Pada dasarnya respon terhadap masalah adalah sebelum terjadi, ketika terjadi dan setelah terjadinya masalah. Dalam bisnis modern, organisasi mengelola "masalah" melalui pendekatan "resiko", yaitu segala kemungkinan terjadinya kondisi negatif yang tidak diharapkan. Sebagaimana definisi "masalah", perspektif yang digunakan dalam mendefinisikan "resiko" adalah perspektif pencapaian tujuan. Dengan demikian, setiap kemungkinan terjadinya kondisi yang tidak sesuai dengan tujuan atau target bisnis beserta besaran dampak yang diakibatkannya merupakan "resiko". Dengan kata lain, "resiko" merupakan setiap kemungkinan "akibat" yang dapat ditimbulkan oleh "masalah" dan besaran dampaknya. Dalam International Internal Auditing/IIA glossary, pengertian resiko adalah; "the uncertainty of an event occurring that could have an impact on the achievement of objectives. Risk is measured in terms of consequences and likelihood".

Pendekatan resiko diimplementasikan melalui manajemen resiko, sistem pengendalian internal dan audit. Manajemen resiko merupakan setiap tindakan yang dilakukan oleh organisasi dalam rangka meminimalisir kemungkinan terjadinya kondisi negatif dan berupaya merubahnya menjadi kondisi yang positif. Sederhananya, manajemen resiko adalah upaya untuk merubah ancaman menjadi peluang. Manajemen resiko yang mengintegrasikan setiap resiko yang ada pada unit atau elemen organisasi ke dalam kerangka strategi perusahaan dikenal sebagai enterprise risk management/ERM. Proses manajemen resiko meliputi identifikasi, penilaian, manajemen dan monitoring resiko.

Identifikasi resiko bertujuan untuk mengenali setiap resiko yang dihadapi oleh perusahaan. Penilaian merupakan tahapan untuk mendeskripsikan setiap resiko yang teridentifikasi serta membuat kategori dan prioritas berdasarkan kepentingan, tingkat ancaman, kemungkinan terjadi dan kemampuan dalam mengontrolnya. Manajemen atau respon atau mitigasi resiko mencakup serangkaian tindakan yang dilakukan dalam merespon resiko, seperti mentransfer, mencegah, mengurangi, menyiapkan rencana kontijensi dan menerima resiko beserta konsekuensinya.

4. Pengendalian Internal

Antara manajemen resiko dengan pengendalian internal merupakan dua alat organisasi yang tidak terpisahkan. Sebagaimana dipahami bahwa sistem pengendalian internal merupakan seperangkat kebijakan, prosedur, manusia, alat dan metode yang terlibat dalam upaya memastikan elemen-elemen organisasi bekerja sebagaimana mestinya dalam mencapai tujuan organisasi. Maka, manajemen resiko menggunakan sistem pengendalian internal perusahaan untuk meminimalisir atau mengendalikan setiap resiko, dalam artian mencegah, mendeteksi dan memperbaiki dampak dari resiko yang terjadi. Di sisi lain, kerangka pengendalian seperti committe of sponsoring organizations/COSO control framework, mencakup proses manajemen resiko. Kerangka pengendalian merupakan fondasi bagi sistem pengendalian internal.

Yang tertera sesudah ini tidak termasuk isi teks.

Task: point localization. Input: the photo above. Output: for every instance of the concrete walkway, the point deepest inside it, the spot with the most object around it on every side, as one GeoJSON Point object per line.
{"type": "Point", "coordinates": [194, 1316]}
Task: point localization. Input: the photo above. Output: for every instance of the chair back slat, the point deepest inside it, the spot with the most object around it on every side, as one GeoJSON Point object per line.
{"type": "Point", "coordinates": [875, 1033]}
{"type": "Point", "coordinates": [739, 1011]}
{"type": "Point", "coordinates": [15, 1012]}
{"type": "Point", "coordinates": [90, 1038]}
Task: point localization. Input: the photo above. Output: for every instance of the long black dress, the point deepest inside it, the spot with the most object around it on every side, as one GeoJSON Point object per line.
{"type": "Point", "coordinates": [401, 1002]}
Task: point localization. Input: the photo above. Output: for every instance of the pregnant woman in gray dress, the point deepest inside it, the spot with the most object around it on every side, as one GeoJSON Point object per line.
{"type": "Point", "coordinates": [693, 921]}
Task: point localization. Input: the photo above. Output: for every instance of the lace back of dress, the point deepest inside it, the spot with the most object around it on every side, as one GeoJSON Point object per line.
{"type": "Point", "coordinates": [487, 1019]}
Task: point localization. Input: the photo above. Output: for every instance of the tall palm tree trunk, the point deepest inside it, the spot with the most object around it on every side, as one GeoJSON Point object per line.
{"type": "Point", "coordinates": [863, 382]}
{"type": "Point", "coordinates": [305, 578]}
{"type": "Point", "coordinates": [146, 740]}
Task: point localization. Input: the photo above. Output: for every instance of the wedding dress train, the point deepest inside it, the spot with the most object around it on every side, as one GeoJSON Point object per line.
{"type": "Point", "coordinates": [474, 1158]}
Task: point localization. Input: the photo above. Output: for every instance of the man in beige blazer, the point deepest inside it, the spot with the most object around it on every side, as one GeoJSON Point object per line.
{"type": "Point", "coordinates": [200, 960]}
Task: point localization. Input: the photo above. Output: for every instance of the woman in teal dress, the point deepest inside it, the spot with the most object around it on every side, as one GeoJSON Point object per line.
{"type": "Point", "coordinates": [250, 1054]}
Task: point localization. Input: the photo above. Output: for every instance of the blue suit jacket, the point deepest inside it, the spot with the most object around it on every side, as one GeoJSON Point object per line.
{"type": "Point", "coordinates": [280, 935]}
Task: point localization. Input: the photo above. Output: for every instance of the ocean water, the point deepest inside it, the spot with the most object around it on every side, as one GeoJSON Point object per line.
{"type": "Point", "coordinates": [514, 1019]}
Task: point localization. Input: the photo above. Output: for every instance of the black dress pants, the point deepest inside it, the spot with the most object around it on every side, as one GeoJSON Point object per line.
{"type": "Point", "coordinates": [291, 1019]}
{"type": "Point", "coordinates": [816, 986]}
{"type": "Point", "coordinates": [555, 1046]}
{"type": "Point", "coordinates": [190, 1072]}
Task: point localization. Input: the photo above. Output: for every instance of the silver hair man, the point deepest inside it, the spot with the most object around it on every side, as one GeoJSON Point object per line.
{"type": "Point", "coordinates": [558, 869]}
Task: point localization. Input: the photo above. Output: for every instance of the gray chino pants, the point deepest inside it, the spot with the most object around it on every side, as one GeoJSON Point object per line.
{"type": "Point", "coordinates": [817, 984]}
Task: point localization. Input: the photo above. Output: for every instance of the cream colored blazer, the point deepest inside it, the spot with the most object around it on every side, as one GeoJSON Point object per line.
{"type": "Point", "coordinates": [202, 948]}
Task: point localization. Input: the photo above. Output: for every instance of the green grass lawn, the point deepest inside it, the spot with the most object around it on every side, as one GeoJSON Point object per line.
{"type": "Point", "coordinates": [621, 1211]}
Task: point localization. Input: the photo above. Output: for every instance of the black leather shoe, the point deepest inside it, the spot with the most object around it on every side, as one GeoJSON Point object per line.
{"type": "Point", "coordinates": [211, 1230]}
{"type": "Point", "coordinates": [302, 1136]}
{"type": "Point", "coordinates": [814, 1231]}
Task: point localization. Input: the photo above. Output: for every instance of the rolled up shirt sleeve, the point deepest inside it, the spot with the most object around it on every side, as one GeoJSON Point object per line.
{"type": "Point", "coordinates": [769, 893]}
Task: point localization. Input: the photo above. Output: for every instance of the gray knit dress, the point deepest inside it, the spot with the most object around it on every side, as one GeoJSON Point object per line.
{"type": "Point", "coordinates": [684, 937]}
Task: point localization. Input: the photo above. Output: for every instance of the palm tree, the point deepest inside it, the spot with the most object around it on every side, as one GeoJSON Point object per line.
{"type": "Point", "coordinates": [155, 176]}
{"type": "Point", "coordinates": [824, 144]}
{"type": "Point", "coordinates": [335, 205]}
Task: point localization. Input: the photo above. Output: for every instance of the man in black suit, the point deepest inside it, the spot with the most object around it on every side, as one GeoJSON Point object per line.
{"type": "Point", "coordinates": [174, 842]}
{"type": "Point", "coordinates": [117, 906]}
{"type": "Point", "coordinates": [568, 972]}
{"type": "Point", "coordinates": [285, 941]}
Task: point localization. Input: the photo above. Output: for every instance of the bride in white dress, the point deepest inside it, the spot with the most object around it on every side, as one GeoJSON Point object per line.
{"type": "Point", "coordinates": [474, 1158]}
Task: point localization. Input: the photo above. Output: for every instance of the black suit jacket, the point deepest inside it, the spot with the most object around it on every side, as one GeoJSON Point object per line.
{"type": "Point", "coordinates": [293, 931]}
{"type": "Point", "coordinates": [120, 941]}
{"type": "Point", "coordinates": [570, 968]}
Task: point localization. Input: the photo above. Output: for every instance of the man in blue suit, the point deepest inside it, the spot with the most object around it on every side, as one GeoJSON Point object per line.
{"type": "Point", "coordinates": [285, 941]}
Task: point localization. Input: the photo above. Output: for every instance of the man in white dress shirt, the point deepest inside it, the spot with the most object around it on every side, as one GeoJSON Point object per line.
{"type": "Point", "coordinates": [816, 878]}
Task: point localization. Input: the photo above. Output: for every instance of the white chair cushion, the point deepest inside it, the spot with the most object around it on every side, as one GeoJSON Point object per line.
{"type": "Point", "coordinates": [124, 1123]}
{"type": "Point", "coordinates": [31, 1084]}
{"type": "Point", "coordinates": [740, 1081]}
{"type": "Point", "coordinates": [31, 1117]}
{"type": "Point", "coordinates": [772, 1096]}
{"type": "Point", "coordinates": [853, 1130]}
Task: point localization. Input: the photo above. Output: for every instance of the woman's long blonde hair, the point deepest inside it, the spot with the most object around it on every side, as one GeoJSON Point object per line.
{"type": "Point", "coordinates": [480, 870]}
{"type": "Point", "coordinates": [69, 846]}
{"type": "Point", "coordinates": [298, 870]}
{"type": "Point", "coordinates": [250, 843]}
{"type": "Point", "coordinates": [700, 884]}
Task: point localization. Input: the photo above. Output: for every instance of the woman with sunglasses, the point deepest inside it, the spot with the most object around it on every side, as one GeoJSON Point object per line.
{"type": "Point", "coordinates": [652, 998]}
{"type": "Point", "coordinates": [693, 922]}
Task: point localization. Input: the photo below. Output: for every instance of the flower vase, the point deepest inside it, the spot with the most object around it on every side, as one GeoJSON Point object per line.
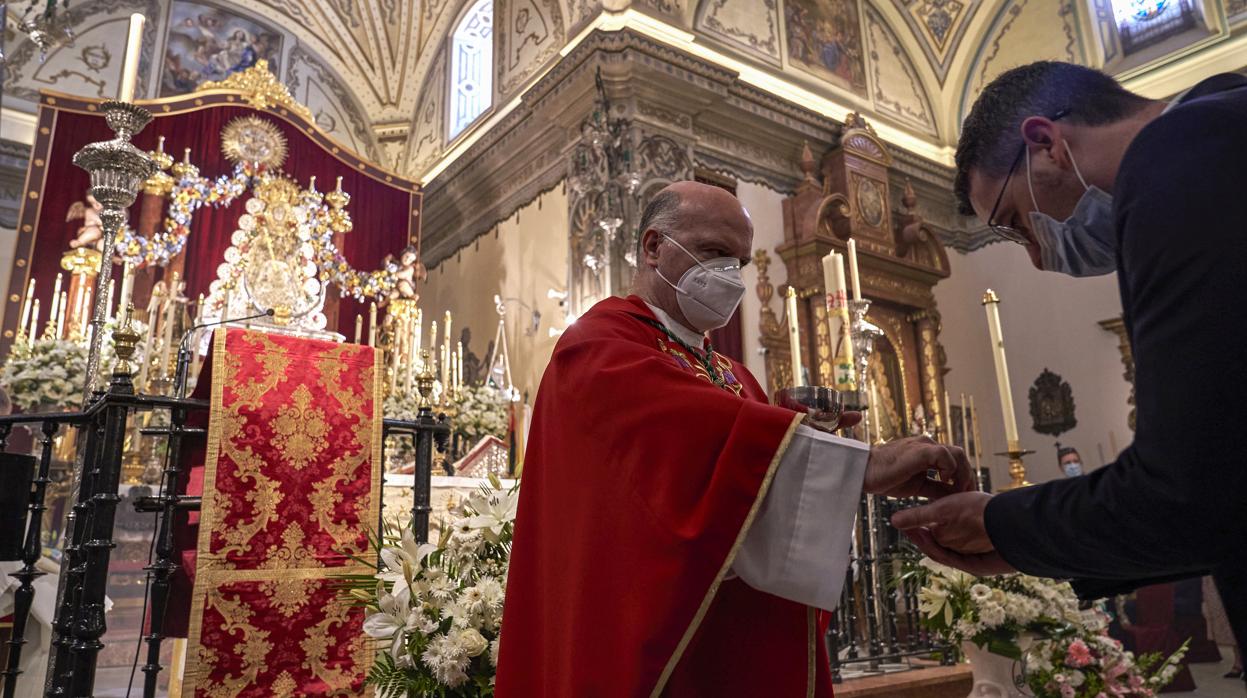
{"type": "Point", "coordinates": [993, 673]}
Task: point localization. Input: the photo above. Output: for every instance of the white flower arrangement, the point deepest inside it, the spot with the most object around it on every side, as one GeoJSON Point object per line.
{"type": "Point", "coordinates": [1065, 650]}
{"type": "Point", "coordinates": [49, 373]}
{"type": "Point", "coordinates": [481, 411]}
{"type": "Point", "coordinates": [437, 610]}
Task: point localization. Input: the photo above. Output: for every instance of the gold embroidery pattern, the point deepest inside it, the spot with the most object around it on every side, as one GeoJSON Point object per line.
{"type": "Point", "coordinates": [299, 429]}
{"type": "Point", "coordinates": [692, 364]}
{"type": "Point", "coordinates": [287, 595]}
{"type": "Point", "coordinates": [316, 646]}
{"type": "Point", "coordinates": [252, 646]}
{"type": "Point", "coordinates": [243, 517]}
{"type": "Point", "coordinates": [284, 684]}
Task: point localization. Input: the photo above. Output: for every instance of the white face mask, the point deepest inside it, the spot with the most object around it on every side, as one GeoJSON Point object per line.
{"type": "Point", "coordinates": [1084, 244]}
{"type": "Point", "coordinates": [708, 292]}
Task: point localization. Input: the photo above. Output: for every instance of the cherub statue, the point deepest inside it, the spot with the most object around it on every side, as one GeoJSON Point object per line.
{"type": "Point", "coordinates": [91, 232]}
{"type": "Point", "coordinates": [410, 271]}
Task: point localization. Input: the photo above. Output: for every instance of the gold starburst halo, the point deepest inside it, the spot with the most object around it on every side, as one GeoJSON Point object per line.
{"type": "Point", "coordinates": [250, 138]}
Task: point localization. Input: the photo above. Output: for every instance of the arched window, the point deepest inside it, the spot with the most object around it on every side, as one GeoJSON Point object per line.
{"type": "Point", "coordinates": [471, 66]}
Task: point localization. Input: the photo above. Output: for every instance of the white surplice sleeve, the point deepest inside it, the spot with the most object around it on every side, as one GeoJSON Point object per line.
{"type": "Point", "coordinates": [798, 545]}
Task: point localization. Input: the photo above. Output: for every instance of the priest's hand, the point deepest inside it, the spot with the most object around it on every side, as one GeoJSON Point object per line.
{"type": "Point", "coordinates": [953, 531]}
{"type": "Point", "coordinates": [899, 469]}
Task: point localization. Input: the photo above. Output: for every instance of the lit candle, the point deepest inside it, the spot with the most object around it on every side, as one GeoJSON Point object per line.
{"type": "Point", "coordinates": [34, 322]}
{"type": "Point", "coordinates": [991, 302]}
{"type": "Point", "coordinates": [26, 305]}
{"type": "Point", "coordinates": [60, 312]}
{"type": "Point", "coordinates": [793, 337]}
{"type": "Point", "coordinates": [56, 299]}
{"type": "Point", "coordinates": [978, 440]}
{"type": "Point", "coordinates": [948, 419]}
{"type": "Point", "coordinates": [112, 287]}
{"type": "Point", "coordinates": [837, 310]}
{"type": "Point", "coordinates": [853, 272]}
{"type": "Point", "coordinates": [445, 353]}
{"type": "Point", "coordinates": [127, 287]}
{"type": "Point", "coordinates": [417, 354]}
{"type": "Point", "coordinates": [965, 434]}
{"type": "Point", "coordinates": [130, 67]}
{"type": "Point", "coordinates": [167, 344]}
{"type": "Point", "coordinates": [877, 420]}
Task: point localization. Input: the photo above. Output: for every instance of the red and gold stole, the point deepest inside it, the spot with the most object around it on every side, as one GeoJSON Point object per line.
{"type": "Point", "coordinates": [292, 484]}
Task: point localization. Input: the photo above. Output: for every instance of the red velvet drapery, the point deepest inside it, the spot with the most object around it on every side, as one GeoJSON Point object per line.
{"type": "Point", "coordinates": [380, 211]}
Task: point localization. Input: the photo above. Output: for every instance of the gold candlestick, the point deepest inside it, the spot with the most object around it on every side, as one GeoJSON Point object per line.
{"type": "Point", "coordinates": [1016, 468]}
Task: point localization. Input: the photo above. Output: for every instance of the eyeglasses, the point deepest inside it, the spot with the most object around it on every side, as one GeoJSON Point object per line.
{"type": "Point", "coordinates": [1009, 232]}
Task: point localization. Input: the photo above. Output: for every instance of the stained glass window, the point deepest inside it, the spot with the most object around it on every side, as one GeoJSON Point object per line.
{"type": "Point", "coordinates": [471, 66]}
{"type": "Point", "coordinates": [1146, 23]}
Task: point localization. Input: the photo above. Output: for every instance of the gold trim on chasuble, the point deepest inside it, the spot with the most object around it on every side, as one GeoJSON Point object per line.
{"type": "Point", "coordinates": [727, 565]}
{"type": "Point", "coordinates": [291, 575]}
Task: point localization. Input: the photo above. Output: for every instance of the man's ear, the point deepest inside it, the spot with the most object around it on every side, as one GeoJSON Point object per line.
{"type": "Point", "coordinates": [1045, 140]}
{"type": "Point", "coordinates": [650, 239]}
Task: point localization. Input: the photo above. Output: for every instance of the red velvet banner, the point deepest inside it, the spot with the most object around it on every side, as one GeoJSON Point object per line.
{"type": "Point", "coordinates": [384, 206]}
{"type": "Point", "coordinates": [292, 484]}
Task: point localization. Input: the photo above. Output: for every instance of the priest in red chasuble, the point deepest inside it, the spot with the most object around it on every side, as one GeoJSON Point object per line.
{"type": "Point", "coordinates": [677, 535]}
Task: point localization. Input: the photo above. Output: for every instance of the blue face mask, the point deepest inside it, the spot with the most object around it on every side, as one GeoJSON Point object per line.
{"type": "Point", "coordinates": [1084, 244]}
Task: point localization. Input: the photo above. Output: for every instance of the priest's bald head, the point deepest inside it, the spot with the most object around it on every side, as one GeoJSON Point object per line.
{"type": "Point", "coordinates": [692, 242]}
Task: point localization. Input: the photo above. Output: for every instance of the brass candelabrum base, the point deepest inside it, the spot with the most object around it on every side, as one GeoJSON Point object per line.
{"type": "Point", "coordinates": [1016, 469]}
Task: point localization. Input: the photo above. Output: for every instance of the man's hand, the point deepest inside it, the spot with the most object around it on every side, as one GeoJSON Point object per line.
{"type": "Point", "coordinates": [899, 469]}
{"type": "Point", "coordinates": [955, 521]}
{"type": "Point", "coordinates": [952, 531]}
{"type": "Point", "coordinates": [980, 565]}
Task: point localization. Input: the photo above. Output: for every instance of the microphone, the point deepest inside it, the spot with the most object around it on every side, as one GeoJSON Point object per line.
{"type": "Point", "coordinates": [183, 352]}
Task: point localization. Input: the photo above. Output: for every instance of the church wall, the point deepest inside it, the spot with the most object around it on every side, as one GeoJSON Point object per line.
{"type": "Point", "coordinates": [766, 211]}
{"type": "Point", "coordinates": [521, 259]}
{"type": "Point", "coordinates": [1049, 320]}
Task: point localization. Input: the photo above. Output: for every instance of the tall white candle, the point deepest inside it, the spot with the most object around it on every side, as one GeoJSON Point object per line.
{"type": "Point", "coordinates": [853, 271]}
{"type": "Point", "coordinates": [130, 67]}
{"type": "Point", "coordinates": [991, 303]}
{"type": "Point", "coordinates": [26, 305]}
{"type": "Point", "coordinates": [34, 323]}
{"type": "Point", "coordinates": [60, 312]}
{"type": "Point", "coordinates": [372, 324]}
{"type": "Point", "coordinates": [112, 287]}
{"type": "Point", "coordinates": [56, 299]}
{"type": "Point", "coordinates": [127, 288]}
{"type": "Point", "coordinates": [793, 337]}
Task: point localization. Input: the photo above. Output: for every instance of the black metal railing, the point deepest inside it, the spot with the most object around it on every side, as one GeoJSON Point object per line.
{"type": "Point", "coordinates": [79, 622]}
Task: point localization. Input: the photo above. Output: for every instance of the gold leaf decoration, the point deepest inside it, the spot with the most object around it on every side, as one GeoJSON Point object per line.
{"type": "Point", "coordinates": [259, 89]}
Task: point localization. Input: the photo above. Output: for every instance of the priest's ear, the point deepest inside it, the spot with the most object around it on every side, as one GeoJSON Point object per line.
{"type": "Point", "coordinates": [647, 247]}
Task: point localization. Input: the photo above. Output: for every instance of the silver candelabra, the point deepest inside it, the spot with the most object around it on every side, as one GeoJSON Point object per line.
{"type": "Point", "coordinates": [117, 168]}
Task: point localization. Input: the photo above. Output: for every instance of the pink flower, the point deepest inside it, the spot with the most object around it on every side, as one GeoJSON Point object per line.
{"type": "Point", "coordinates": [1079, 654]}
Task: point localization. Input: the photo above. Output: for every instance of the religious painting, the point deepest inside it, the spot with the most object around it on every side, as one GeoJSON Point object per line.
{"type": "Point", "coordinates": [824, 39]}
{"type": "Point", "coordinates": [1051, 404]}
{"type": "Point", "coordinates": [207, 44]}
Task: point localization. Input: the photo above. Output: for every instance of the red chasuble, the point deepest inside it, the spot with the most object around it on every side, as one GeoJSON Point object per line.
{"type": "Point", "coordinates": [641, 479]}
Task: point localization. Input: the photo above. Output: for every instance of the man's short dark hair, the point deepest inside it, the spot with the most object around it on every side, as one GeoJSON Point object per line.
{"type": "Point", "coordinates": [661, 215]}
{"type": "Point", "coordinates": [990, 135]}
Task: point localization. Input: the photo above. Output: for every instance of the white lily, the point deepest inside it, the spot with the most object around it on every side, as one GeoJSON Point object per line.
{"type": "Point", "coordinates": [403, 564]}
{"type": "Point", "coordinates": [493, 512]}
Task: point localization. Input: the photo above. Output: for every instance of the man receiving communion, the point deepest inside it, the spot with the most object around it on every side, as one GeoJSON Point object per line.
{"type": "Point", "coordinates": [1092, 178]}
{"type": "Point", "coordinates": [676, 534]}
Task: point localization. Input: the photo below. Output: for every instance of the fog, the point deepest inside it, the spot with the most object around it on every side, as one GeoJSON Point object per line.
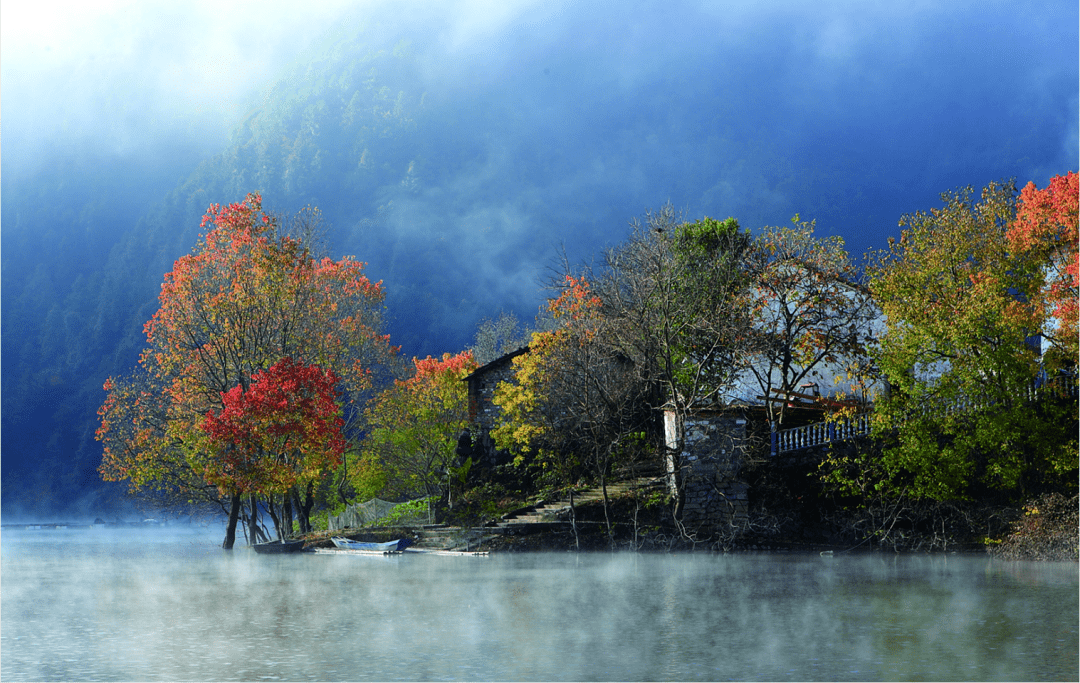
{"type": "Point", "coordinates": [459, 148]}
{"type": "Point", "coordinates": [145, 605]}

Fungsi pencegahan yang terdapat pada pengendalian internal dapat dilakukan dengan mempekerjakan staf yang berkompeten di bidangnya dan memiliki integritas moral yang baik, melakukan pemisahan fungsi dan tugas. Pengendalian akses terhadap sistem informasi dan fasilitas fisik dengan penggunaan password, pengaturan hak akses dan penggunaan ruangan penyimpanan yang terkunci dengan baik. Jika dianalogikan dengan resiko terjadinya kebakaran, maka salah satu upaya pencegahan dapat dilakukan melalui pembatasan penggunaan peralatan elektronik yang melebihi kapasitas daya listrik.
Fungsi deteksi dirancang untuk merespon resiko atau kesalahan yang tidak dapat dicegah dengan fungsi pencegahan atau baru saja terjadi masalah namun belum jelas profil masalahnya. Misalnya, kesalahan melakukan transaksi masih mungkin terjadi meskipun staf telah dilatih dan diberikan instruksi kerja yang memadai. Untuk itu, diperlukan langkah-langkah seperti reviu oleh supervisor, pengecekan dan pengecekan ulang, laporan penyimpangan, inspeksi mendadak dan rekonsiliasi. Dalam hal resiko kebakaran, berfungsinya alarm kebakaran ketika muncul api atau asap merupakan bentuk fungsi deteksi dari sistem pengendalian.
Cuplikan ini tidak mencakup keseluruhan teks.